Review on c4Lab Research, 2020

Sequence/Variant Annotation

One main interest of our lab is to annotate variants and DNA sequences from human genome. We’ve built machine learning and deep learning models to predict variant pathogenicity, functional regions (e.g. enhancer, TFBS, eQTL, etc) and their sequence effect. 

  • A number of databases contain a growing number of disease variants that are continuously being discovered in the human genome, such as Clinvar, OMIM and HGMD. ACMG offered an evidence framework and criteria for classifying pathogenic variants. As validation with clinical laboratories may take much effort, the annotation for disease variants pathogenicity has been studied with a variety of in silico tools based on the concept of the evolutionary conservation and protein function change of the variant effect. However, the imbalanced data for positive and negative biological samples remains a problem in the classification task. To correctly identify wether a non-coding variant is pathogenic or not,  resampling techniques considering the feature space and cluster ensemble methods showed a promising result from our previous work CE-SMURF.

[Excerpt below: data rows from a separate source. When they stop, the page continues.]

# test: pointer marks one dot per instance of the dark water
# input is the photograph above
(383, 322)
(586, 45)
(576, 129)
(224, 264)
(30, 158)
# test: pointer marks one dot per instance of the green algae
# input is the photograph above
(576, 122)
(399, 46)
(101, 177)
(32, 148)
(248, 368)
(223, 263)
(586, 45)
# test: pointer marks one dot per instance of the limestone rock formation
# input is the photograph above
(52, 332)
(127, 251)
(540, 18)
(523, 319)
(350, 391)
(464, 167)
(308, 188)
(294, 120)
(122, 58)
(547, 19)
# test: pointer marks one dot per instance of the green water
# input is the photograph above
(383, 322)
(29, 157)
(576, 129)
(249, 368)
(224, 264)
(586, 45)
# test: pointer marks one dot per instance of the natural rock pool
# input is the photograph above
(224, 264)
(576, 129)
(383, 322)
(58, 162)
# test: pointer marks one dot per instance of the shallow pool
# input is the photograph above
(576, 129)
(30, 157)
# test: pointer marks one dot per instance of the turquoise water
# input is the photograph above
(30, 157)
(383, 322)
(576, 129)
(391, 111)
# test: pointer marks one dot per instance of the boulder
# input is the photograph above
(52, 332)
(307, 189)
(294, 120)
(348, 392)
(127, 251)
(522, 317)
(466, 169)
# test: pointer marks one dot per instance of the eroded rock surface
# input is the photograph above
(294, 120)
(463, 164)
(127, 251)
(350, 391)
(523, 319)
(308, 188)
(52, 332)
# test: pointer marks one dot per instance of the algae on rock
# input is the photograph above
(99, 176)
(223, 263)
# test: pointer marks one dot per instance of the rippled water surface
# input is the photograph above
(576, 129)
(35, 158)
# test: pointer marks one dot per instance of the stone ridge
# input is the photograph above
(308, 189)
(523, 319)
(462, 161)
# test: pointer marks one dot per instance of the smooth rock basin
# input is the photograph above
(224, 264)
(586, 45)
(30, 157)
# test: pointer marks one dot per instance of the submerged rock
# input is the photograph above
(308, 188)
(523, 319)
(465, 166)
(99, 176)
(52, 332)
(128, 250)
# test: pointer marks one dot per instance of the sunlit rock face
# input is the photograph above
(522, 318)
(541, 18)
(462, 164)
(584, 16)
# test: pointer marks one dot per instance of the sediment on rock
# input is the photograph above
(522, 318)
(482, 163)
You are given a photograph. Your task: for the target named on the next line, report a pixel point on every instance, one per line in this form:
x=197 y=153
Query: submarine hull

  • One class of the regulatory elements that have been shown to act as key components to assist promoters in modulating the gene expression in living cells are enhancers. Enhancers function by looping to the promoter that they regulate, and are activated by sequence-specific transcription factors, which create an environment permissive to transcription. At present, the enhancer regions are identified from the chromatin structures, which can be analyzed by Chromosome conformation capture techniques or infered from histone modification signals and transcription factor binding sites. To leverage the extensive experimental data to the functional region, we developed a deep learning model, accuEnhancer, to learn the enhancer activity of H3k27ac signals from genomic sequences and the DNase signals of each corresponding region. Furthermore, we extended the model from within-cell type to cross-cell type to perform superior to the existing enhancer prediction tools.

  • Functional annotation of specific regions of the genomic sequences are evaluated from a variety of empigenomic signals in order to predict chromatin activities, TF binding or expression states. After successfully training models from the accumulated large amount of experimental datasets of expression and histone modification profiles for quantification prediction, mutating variant positions inside target sequences may change the predicting profiles. A significant difference between the reference and alternative sequence profile predictions suggest a corresponding functional gain or loss from the variant effect. Constructing this process to a pipeline helps biologists to better evaluate the disease/phenotype related variants and find cure or treatment to it.